Here are the ingredients necessary for a burrito to be “super.”
These spots have vegetarian options, but c’mon. These burritos were meant to have a heaping pile of meat in them. The standard options are carne asada, carnitas, al pastor, and pollo asado. Many places have cabeza, lengua, chorizo, and other varieties of grilled meats as well. Your bean options will likely be whole pinto, refried, or black. Pro tip: Pick whole pinto over refried—they help your burrito hold together better. There will also be Mexican (or Spanish) orange rice: The color comes from the vegetable bullion and lard mixed in. Then you have the “vegetables”: Most places just add pico de gallo and avocado, but some throw a little lettuce in the mix or offer up additional onion and cilantro.
Finally, it is all topped off with a generous helping of sour cream or crema and cheese, then wrapped in a giant flour tortilla. I recommend getting the burrito “double wrapped.” The extra tortilla will hold this behemoth together even if you cut it in half, while also keeping it from getting soggy if you have leftovers (they are hella good cold the next day).
Most of these restaurants have multiple locations, but we’re sticking to their Mission outposts. And make sure to bring cash, because most of them don’t take cards.
Taqueria El Buen Sabor
This place is a gem. The decorations are funky (can we talk about the painted ceiling fan?), and there are frescos painted both inside and out. Most important, their burritos are bomb. I recommend getting your burrito “spicy,” meaning with salsa. What really makes this place stand out is that the carne asada has great flavor and really holds its own against the rest of the burrito ingredients. Good to know: The tortillas are a little thin for the juiciness of the ingredients. Definitely double wrap.
Location: 699 Valencia St., San Francisco, CA 94110
Contact: (415) 552-8816
This is my favorite spot, and I know you’re judging me but I swear it’s worth the hype. El Farolito didn’t become well known because they’re selling unicorn-meat tacos. Word got around because they make a damn good burrito. The line may be long, but it moves fast, and they do not skimp on anything. The record weight among all the super burritos I have purchased here was 2.8 pounds—yes, I weighed my burrito—and that was with no add-ons or adjustments. Say whatever you want—you’re just one less person in line.
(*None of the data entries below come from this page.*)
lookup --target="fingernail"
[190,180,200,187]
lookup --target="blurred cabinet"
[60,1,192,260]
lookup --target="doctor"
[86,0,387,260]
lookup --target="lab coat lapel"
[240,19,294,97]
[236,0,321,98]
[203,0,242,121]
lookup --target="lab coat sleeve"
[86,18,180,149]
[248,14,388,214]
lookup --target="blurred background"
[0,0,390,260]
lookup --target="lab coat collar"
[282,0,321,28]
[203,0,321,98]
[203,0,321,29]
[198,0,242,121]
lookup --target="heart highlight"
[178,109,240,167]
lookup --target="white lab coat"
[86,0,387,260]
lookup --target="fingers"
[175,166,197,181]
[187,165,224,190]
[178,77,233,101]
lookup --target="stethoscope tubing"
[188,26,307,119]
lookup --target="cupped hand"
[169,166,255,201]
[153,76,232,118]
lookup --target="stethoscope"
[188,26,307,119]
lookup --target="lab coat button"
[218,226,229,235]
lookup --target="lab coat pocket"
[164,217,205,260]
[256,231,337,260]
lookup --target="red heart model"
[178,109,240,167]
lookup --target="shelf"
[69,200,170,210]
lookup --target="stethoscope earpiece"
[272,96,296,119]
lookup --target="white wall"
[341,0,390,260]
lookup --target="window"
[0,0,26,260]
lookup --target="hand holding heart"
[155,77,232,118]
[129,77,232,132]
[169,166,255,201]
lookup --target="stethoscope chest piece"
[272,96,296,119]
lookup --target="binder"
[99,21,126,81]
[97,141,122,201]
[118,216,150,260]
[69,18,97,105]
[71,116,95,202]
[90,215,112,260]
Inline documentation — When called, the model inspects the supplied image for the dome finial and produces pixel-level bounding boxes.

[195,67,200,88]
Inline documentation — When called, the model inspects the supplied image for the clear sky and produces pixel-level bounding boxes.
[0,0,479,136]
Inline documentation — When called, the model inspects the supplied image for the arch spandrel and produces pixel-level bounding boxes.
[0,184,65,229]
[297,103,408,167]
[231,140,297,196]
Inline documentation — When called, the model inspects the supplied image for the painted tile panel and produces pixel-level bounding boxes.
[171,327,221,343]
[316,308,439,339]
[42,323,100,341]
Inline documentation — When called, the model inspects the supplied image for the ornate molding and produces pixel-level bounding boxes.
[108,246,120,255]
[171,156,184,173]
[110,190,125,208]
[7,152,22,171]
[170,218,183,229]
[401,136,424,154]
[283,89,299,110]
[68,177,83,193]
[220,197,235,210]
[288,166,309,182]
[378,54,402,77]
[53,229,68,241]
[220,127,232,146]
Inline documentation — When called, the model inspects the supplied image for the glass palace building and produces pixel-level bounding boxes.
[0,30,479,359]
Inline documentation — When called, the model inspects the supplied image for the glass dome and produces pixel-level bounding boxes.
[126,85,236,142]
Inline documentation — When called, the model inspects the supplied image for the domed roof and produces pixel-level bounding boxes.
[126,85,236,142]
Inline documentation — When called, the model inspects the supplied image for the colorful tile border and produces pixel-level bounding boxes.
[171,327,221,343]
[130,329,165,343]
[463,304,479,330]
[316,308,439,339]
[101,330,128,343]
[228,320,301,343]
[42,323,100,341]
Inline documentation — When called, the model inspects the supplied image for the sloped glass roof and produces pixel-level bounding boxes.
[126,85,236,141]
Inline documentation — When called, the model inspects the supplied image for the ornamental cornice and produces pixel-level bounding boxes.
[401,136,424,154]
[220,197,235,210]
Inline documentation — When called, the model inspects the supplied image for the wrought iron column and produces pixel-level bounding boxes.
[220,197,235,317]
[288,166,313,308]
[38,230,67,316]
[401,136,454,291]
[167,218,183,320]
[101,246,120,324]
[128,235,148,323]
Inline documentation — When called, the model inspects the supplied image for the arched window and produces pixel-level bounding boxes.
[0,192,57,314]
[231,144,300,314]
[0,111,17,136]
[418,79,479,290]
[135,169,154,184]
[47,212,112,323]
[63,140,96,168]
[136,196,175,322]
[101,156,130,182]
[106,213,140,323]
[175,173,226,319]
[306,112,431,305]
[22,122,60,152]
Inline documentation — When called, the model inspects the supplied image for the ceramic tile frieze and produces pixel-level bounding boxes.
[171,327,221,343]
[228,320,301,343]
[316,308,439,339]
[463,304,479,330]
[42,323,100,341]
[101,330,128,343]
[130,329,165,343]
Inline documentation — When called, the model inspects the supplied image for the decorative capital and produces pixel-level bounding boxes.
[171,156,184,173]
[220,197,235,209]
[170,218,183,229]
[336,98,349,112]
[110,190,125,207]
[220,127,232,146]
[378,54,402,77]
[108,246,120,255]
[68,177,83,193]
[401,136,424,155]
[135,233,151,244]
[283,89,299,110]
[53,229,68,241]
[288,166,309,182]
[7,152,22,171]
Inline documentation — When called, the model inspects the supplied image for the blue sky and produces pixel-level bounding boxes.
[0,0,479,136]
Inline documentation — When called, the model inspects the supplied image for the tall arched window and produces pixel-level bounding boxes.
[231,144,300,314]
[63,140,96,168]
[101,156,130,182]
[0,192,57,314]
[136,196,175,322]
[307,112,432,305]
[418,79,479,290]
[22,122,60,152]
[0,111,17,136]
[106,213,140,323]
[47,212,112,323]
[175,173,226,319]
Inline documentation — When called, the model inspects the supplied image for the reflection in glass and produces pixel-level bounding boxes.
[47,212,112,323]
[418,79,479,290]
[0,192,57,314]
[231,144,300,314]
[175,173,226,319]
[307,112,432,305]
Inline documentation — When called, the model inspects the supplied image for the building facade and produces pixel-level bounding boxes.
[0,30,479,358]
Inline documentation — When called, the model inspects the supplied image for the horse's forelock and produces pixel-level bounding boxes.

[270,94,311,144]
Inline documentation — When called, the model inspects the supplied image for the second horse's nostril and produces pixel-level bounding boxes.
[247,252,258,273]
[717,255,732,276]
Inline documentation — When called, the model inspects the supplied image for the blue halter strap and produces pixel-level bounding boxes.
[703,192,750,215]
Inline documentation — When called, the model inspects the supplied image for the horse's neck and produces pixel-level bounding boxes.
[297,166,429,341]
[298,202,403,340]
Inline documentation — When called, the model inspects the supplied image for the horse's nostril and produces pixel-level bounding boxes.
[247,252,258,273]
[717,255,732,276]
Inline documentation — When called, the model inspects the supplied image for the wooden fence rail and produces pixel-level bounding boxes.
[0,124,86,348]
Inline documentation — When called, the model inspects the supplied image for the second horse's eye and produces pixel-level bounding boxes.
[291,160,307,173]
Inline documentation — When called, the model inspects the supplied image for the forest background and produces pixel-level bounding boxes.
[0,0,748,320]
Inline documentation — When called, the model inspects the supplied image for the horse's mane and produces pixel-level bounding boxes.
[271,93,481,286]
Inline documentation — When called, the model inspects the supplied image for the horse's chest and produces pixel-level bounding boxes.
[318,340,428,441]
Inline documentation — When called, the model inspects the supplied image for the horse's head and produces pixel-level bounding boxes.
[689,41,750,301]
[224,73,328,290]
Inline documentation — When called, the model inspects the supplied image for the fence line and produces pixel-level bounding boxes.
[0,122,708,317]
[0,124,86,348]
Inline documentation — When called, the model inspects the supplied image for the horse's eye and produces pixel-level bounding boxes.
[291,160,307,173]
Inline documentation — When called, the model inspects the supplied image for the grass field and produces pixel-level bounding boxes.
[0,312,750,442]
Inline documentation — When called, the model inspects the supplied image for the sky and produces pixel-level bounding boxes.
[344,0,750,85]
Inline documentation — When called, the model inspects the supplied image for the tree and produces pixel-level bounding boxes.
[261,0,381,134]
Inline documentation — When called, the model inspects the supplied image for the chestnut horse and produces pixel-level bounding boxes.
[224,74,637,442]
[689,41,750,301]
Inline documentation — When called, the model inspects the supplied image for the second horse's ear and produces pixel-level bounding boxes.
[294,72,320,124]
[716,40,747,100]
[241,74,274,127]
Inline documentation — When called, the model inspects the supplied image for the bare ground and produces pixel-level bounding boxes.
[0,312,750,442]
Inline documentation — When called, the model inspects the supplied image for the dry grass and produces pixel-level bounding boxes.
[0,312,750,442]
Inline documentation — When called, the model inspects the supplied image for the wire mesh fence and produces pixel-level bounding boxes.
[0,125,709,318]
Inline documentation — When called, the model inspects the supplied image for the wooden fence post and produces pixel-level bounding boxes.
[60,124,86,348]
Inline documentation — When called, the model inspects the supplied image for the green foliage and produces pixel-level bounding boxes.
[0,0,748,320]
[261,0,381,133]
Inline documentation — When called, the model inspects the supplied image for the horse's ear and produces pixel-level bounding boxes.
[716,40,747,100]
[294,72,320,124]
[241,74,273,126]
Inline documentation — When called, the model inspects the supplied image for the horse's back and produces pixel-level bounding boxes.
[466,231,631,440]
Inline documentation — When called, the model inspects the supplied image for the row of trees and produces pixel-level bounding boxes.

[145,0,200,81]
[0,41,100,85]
Location: 2779 Mission St., San Francisco, CA 94110
Contact: (415) 824-7877
To be honest, I’m including this one because people would be pissed if I didn’t. La Taqueria is the burrito spot that received a James Beard Award in 2017 for being an American classic. So the line might wrap around the dining area and you’ll have people hovering over you while you eat. Still, the burritos are excellent. And you can get yours “dorado,” which means they grill the outside of it till it’s crispy. Dorado isn’t listed on the menu, though, and don’t get it confused with a chimichanga, which is deep-fried.
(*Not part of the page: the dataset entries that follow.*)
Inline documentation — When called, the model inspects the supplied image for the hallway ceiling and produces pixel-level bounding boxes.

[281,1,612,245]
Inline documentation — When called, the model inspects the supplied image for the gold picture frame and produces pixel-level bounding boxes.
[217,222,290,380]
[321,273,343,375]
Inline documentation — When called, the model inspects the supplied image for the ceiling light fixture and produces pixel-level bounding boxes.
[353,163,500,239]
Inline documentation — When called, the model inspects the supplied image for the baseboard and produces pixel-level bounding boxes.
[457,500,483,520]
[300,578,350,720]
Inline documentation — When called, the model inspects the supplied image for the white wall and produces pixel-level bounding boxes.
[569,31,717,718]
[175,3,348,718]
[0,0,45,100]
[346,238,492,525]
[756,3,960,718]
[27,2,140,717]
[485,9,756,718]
Location: 2889 Mission St., San Francisco, CA 94110
Contact: (415) 285-7117
Papalote Mexican Grill
This taqueria is described as a “no-frills” restaurant but it’s probably the frilliest of them all. You do walk to the counter to order, but it has a full dining room. The restaurant is also fairly commercial, in the sense that you can buy their salsa at most Safeways throughout the Bay Area. But compared to other taquerias on this list though their burritos are a bit more “normal” sized, so if you’re looking to try a burrito but don’t want to be put into a food coma, this would be a good place to go. It is also a great spot if you need to eat inside since SF’s weather can be moody.
Location: 3409 24th St., San Francisco, CA 94110
Contact: (415) 970-8815
Taqueria El Castillito
Gustavo Arellano, whom you may have seen in the Parts Unknown episode in LA, says that this place is his favorite spot. I agree: The burrito is pretty good. If you’re a carnivore, it might be your favorite, too. Out of all the burritos listed here, this one definitely has the most meat. What is also nice about this place is that it is never too busy. Inside it does look like a former McDonald’s, but don’t let that deter you.